History shows, as James Carroll points out in his new film, that to be a Jew is to be never very far away from the hatred of others. So the images of the holocaust permeate every Jew’s life, but particularly those who lived through it. Whether they were in Auschwitz or on the Upper East Side determined their own safety and relationship with the event, but their children inherit equally their memories of what happened. How do we incorporate traumatic memories that preceded our own birth, but that nevertheless define our own life narratives?
It’s a matter of memory, intertwined with all those deep questions of identification. My father, my mother, even my grandparents were all secular Jews. When I was born my grandmother, who’d lost her husband a year earlier, told my father she didn’t believe in this, but she’d give him a small bounty if he’d name me with an “S” – non-religious at her core, but her own cultural memories impossible to jettison. I never identified as a Jew, never practiced, never even knew really what it meant until I turned 12 and friends started being bar mitzvahed. Then, even though I didn’t choose to adopt it, it was thrust upon me when we lived for a time in a community where there were no Jews. I detested being forced to identify as a Jew because it felt like a lie: I didn’t have the right knowledge, memories, relationships. But I did have postmemory: the displaced memories of my grandparents. My postmemory of the Holocaust involves involves being a member of the most reviled group in history and the shock of surviving.
The cultural identification as a Jews felt by my grandparents and parents became my political identification. I can feel this identification without the guilt of not having been there, without survivor’s guilt. I’m still struggling with what my own postmemory of the Holocaust is, but I know my reaction to Holocaust books and movies is more than just as a removed observer.
About ten years ago my entire immediate family was having a lovely evening in Maine. We sat on the back deck of the house where we stayed listening to crickets and watching darkness fall. My father talked about his own grandmother. He’d only met her a couple of times. She’d come to America to visit her son, his father, but she didn’t like it here and so she returned…to Germany. Wistfully, he said “I don’t know what happened to her. She probably died in the Holocaust. My memory felt brightly illuminated by this newly revealed connection. I felt it: the inconsolable sadness, its incomprehensibility, its pervasiveness.
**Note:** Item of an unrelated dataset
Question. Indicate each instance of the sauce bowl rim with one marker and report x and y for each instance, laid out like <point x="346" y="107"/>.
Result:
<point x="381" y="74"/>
Hirsch points out that postmemory is powerful precisely because its connection to the event is mediated “not through recollection but through projection, investment and creation.” That it is not a direct connection to the past makes it almost more powerful because as we travel through time the story can be further colored in. James Carroll’s documentary of his personal journey trying to figure out what went wrong between Catholics and Jews shows vividly history as an ever-repeating pattern. Can postmemory and history teach us?